19Counsel for the Claimant has also suggested, via the improper legal arguments made in the law clerk’s affidavit, that somehow his client has made an admission that might impact the relevance, and hence admissibility, of the lease-related documentation. This is also not a matter for the Tribunal to decide upon at this juncture.
20Given the obvious legal importance of any admissions which the Claimant could choose to make in this proceeding, they must be clearly captured in writing, either through the Request to Admit procedures set out in the Ontario Rules of Civil Procedure or otherwise in writing as exchanged by the Parties. Based on the inadequate record before it on this Motion, the Tribunal will therefore not make an Order restricting the Claimant’s compensation claims under the Act.
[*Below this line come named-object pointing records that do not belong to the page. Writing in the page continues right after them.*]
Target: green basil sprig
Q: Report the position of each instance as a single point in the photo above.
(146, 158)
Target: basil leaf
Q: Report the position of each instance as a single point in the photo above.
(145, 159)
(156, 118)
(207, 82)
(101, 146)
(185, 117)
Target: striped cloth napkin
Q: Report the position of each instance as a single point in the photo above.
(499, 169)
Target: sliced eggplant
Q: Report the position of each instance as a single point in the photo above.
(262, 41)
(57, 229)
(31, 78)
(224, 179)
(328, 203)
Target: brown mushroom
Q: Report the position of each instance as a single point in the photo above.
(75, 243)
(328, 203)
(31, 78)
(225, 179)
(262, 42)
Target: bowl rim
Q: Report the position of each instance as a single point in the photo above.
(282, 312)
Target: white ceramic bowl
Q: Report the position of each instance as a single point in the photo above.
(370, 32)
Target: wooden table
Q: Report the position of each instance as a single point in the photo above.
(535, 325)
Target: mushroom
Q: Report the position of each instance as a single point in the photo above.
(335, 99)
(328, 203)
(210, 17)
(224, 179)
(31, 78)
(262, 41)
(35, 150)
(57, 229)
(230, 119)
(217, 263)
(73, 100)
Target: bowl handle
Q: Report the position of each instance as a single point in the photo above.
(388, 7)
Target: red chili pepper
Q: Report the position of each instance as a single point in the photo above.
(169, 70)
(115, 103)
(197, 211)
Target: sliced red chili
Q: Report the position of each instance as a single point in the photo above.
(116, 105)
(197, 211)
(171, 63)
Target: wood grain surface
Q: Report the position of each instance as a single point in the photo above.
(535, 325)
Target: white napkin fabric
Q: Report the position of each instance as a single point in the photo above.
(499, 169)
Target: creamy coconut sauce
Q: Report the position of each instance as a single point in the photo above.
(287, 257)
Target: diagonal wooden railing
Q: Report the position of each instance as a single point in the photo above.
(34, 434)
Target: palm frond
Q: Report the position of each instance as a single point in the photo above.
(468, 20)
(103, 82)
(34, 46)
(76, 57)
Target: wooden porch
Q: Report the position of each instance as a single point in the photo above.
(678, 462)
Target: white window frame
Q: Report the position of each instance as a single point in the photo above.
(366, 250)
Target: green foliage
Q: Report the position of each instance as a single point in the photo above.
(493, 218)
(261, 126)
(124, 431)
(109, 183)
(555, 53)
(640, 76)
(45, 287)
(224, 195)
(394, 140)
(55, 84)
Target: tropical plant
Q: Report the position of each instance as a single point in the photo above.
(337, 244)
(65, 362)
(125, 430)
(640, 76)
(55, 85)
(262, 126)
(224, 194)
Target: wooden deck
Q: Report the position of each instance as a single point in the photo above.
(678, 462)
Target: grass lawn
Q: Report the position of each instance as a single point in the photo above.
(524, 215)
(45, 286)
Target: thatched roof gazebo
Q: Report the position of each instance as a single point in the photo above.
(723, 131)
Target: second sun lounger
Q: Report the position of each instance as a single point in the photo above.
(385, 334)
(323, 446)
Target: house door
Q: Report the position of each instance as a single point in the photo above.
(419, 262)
In any event, for the reasons already stated, even if this Claimant is no longer seeking compensation for disturbance damages, this does not mean that the leasing history of the Subject Property is irrelevant to its valuation.
ORDER
21THE TRIBUNAL ORDERS THAT:
(a) The hearing of this proceeding shall be adjourned to a later date in 2026, to be determined by this Tribunal following additional submissions from the Parties’ counsel;
(b) The Parties shall deliver a fresh draft Procedural Order, in Word format only (using the most current template available on the Tribunal’s public website), as directed by the Tribunal, subsequent to the determination by the Tribunal of the new hearing date for this proceeding;
(c) The Corporation of the City of Windsor ("City") shall be permitted to conduct an oral examination for discovery of the Claimant’s representative, and the Claimant shall be entitled to conduct an oral examination for discovery of the City’s representative, which shall both be commenced on or before Monday, June 1, 2026 ("Examinations");
(d) The Claimant shall deliver to the City a further and better sworn Affidavit of Documents at least seven days prior to the commencement of the Examinations, which shall list all of the documents referred to in paragraph 2 of this Decision, above, to the extent that such documents are within the control or possession of the Claimant;
(e) This Vice-Chair shall remain seized of all matters or disputes arising from the above Orders, the Examinations, and of the ongoing case management of this proceeding but is not seized in respect of any mediation that may be convened or for the final hearing of this proceeding; and
(f) There shall be no Order as to the costs of this motion, which shall be reserved for later determination by the Tribunal in the event that an application for costs is brought pursuant to Rule 26 of the Tribunal Rules of Practice and Procedure following the final hearing of this proceeding or a settlement reached by the Parties.
"William R. Middleton"
WILLIAM R. MIDDLETON
VICE-CHAIR
Ontario Land Tribunal
Website: www.olt.gov.on.ca Telephone: 416-212-6349 Toll Free: 1-866-448-2248
The Conservation Review Board, the Environmental Review Tribunal, the Local Planning Appeal Tribunal and the Mining and Lands Tribunal are amalgamated and continued as the Ontario Land Tribunal ("Tribunal"). Any reference to the preceding tribunals or the former Ontario Municipal Board is deemed to be a reference to the Tribunal.